Cloudflare has published details of Unweight, a lossless compression system the company says reduces large language model weights by 15–22% on Llama-3.1-8B while preserving bit-exact outputs and requiring no specialized hardware. According to Cloudflare, the technique works by compressing the exponent bytes of BF16 weights using Huffman coding and decompressing them inside GPU on-chip memory before feeding the results directly to tensor cores.

The company says it is releasing a technical paper alongside open-source GPU kernels on GitHub under its cloudflareresearch/unweight-kernels repository.

The memory bandwidth problem Cloudflare says it is targeting

In the blog post, Cloudflare frames Unweight as a response to memory bandwidth constraints on the NVIDIA H100 GPUs it uses across its inference fleet. The company states that H100 tensor cores can process data nearly 600 times faster than GPU memory can deliver it, making memory bandwidth — not compute — the bottleneck during token generation.

Cloudflare says Unweight follows two earlier efficiency projects on its stack: Infire, a Rust-based inference engine, and Omni, a model scheduling platform the company previously described as eliminating cold starts.

The core challenge isn't vanilla compression — exponent bytes in BF16 weights are highly redundant, so entropy coding works well on them. The challenge is decompressing fast enough that it doesn't slow down inference.

According to Cloudflare, each GPU compute unit can run either a decompression kernel or a matrix multiplication kernel at a given time, but not both simultaneously, due to shared memory constraints.
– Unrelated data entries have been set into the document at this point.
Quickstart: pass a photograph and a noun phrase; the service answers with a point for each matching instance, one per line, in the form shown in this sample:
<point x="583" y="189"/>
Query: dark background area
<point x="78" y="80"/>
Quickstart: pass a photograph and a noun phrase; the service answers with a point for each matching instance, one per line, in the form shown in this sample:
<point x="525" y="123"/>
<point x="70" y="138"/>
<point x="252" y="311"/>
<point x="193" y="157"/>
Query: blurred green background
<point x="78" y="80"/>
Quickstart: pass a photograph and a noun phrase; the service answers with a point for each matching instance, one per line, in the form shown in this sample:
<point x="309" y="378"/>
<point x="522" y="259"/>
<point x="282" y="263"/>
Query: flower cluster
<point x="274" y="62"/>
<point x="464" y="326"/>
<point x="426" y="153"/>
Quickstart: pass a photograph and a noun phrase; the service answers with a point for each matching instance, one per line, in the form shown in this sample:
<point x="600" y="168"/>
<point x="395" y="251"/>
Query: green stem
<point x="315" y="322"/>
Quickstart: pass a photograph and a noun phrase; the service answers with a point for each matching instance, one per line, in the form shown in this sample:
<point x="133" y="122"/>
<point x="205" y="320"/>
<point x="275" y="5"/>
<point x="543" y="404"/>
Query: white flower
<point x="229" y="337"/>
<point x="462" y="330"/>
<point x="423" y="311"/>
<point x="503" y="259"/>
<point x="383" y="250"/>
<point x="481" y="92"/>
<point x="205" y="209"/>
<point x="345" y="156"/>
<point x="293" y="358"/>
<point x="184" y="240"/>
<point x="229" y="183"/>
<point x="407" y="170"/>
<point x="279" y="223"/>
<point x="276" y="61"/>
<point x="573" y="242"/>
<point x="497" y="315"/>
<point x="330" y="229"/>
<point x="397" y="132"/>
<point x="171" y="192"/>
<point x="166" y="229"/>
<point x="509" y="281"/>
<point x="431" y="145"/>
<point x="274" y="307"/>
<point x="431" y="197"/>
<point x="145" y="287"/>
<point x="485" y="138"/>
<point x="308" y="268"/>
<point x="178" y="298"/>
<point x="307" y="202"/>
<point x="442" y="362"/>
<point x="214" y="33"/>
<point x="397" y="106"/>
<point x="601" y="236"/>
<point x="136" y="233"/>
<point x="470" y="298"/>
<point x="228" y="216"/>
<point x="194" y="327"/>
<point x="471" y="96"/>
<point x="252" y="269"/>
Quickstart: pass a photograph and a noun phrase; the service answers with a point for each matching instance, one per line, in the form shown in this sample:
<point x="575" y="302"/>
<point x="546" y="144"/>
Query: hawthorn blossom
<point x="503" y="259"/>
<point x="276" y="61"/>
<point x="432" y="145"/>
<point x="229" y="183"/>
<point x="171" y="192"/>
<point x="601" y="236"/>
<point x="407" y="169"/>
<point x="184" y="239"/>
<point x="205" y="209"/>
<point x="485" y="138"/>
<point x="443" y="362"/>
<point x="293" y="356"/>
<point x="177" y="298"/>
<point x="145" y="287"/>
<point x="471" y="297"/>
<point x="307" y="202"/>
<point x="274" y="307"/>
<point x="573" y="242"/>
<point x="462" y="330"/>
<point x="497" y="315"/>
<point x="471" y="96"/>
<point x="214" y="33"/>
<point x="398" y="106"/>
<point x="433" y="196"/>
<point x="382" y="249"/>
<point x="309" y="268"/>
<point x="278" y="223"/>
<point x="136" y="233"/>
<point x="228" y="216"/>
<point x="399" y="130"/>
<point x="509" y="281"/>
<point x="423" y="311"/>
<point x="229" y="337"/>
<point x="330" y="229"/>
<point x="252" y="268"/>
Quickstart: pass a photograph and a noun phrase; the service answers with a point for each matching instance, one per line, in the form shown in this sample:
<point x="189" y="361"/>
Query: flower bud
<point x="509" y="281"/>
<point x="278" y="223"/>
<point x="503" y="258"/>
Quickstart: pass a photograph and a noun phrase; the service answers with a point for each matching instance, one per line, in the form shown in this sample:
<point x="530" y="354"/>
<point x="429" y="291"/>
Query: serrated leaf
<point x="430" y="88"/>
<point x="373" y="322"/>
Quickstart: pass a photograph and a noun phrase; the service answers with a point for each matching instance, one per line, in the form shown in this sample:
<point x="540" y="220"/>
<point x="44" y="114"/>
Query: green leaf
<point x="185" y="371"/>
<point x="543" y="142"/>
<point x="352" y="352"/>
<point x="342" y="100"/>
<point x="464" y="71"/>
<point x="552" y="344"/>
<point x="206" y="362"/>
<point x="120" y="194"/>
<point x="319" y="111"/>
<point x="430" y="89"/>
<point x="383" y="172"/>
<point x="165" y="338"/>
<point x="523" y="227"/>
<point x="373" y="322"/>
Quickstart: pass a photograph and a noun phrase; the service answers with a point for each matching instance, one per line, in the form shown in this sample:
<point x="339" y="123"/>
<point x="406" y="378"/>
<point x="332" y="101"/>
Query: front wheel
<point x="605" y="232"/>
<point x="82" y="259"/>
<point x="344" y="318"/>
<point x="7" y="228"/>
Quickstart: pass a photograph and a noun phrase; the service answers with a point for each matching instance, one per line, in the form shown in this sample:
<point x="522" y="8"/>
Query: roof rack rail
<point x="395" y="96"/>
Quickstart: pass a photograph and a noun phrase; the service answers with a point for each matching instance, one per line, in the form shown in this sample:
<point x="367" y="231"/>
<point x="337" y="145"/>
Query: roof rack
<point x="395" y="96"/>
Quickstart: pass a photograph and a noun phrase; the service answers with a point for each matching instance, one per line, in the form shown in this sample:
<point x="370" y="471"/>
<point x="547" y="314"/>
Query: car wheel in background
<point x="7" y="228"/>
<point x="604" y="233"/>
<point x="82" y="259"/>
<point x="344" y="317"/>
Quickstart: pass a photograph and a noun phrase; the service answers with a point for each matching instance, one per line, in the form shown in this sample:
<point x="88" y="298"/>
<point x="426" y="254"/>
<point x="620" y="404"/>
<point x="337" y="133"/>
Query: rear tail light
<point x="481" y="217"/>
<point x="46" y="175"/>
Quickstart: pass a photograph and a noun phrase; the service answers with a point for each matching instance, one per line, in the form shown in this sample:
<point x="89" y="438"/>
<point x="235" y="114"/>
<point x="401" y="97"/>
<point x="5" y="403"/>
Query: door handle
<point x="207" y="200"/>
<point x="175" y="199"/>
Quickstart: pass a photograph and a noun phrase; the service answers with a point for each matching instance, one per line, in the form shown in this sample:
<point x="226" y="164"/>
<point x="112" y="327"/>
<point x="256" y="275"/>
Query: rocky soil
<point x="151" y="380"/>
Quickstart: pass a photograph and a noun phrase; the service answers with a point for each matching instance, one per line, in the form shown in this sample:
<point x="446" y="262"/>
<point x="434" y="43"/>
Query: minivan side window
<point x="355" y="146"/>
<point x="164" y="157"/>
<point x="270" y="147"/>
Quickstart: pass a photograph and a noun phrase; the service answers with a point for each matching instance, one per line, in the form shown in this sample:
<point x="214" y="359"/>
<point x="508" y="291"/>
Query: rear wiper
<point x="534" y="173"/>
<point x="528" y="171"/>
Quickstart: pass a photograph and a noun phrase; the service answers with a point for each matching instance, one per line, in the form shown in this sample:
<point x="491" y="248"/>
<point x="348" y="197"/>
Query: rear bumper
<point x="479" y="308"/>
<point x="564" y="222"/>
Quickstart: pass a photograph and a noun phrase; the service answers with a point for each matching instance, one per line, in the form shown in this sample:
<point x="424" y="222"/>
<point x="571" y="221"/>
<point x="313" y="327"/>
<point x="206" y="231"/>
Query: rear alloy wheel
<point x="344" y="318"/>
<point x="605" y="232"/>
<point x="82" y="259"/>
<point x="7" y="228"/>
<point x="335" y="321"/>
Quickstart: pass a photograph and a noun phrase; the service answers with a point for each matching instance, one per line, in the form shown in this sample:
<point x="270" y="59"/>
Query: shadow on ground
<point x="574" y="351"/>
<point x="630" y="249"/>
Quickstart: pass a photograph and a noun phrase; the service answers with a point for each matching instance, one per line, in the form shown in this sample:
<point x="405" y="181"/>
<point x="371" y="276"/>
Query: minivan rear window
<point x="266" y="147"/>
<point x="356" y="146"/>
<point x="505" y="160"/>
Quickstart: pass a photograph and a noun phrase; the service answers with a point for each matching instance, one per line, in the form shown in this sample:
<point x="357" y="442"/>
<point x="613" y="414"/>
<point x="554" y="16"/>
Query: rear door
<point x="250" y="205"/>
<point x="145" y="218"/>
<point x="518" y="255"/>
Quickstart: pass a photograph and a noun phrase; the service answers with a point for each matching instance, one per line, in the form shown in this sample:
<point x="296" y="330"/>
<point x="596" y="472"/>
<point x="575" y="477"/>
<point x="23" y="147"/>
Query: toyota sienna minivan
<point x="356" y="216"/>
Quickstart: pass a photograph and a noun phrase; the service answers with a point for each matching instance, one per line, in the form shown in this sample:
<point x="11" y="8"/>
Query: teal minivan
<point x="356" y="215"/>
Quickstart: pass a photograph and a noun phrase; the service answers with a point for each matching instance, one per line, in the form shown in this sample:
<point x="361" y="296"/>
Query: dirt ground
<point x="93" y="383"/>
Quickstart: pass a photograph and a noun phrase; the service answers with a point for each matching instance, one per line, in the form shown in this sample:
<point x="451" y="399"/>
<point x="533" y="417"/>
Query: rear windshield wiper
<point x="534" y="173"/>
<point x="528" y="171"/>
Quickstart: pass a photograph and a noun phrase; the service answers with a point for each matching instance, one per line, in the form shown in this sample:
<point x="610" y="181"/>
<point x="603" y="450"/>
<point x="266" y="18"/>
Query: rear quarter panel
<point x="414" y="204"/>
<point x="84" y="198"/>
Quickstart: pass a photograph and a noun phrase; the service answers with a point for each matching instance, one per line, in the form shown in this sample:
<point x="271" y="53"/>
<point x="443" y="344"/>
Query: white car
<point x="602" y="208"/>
The company says any decode latency that is not overlapped with the matrix multiplication adds directly to token latency.

How Cloudflare describes the compression approach

Cloudflare's post explains that BF16 weights consist of a 1-bit sign, an 8-bit exponent, and a 7-bit mantissa. The company says the sign and mantissa resemble random data and cannot be meaningfully compressed, but the exponent distribution is heavily skewed.

Citing prior research, Cloudflare states that out of 256 possible exponent values, the top 16 most common exponents cover more than 99% of all weights in a typical LLM layer, and that information theory indicates roughly 2.6 bits are sufficient to represent the distribution. Unweight applies Huffman coding to the exponent stream only, which Cloudflare says yields roughly 30% compression on that stream.

The company says it applies this selectively to MLP weight matrices — the gate, up, and down projections — which it states make up roughly two-thirds of a model's parameters and account for most memory traffic during token generation. Attention weights, embeddings, and layer norms are left uncompressed, according to the post.

Row-level handling of rare exponents

For weights whose exponents fall outside the top-16 palette, Cloudflare says it stores the entire row of 64 weights verbatim rather than handling exceptions per element. The company says this design choice eliminates per-element branching in the hot path, trading a small amount of compression ratio for simpler kernel logic.

Cloudflare states that a runtime component selects from multiple execution strategies depending on the workload, with an autotuner choosing a strategy per weight matrix and batch size. Some strategies prioritize simplicity, while others minimize memory traffic, according to the post.

Reported results on Llama-3.1-8B

Cloudflare reports that initial results on Llama-3.1-8B show roughly 30% compression of MLP weights alone, which translates to a 15–22% reduction in overall model size and approximately 3 GB of VRAM savings. The company says this allows it to fit more models on a single GPU.

Cloudflare contrasts Unweight with quantization, which it describes as a lossy technique that converts 32- or 16-bit floating point values to 8- or 4-bit integers and can affect output quality in ways the company says are unpredictable. Cloudflare says it wanted a lossless approach for production inference serving diverse use cases.

How Cloudflare positions Unweight against prior work

The post references three prior systems and explains why Cloudflare says they did not meet its requirements. According to Cloudflare, ZipNN compresses weights for storage and distribution with CPU-side decompression. The company says HUff-LLM proposes custom FPGA hardware for decoding. Cloudflare states that ZipServ fuses decompression with GPU inference but targets consumer-grade GPUs rather than the H100 hardware Cloudflare operates.

Cloudflare says none of these systems provided lossless inference-time decompression on Hopper-class GPUs integrated with its Rust-based inference engine, which is what prompted the Unweight project.

Availability

Cloudflare has published the GPU kernels as open source on GitHub and linked a technical report hosted at research.cloudflare.com/nikulin2026. The blog post does not specify pricing changes for Cloudflare's inference customers; the company frames the work as an internal efficiency improvement that it says makes inference cheaper and faster to run across its network.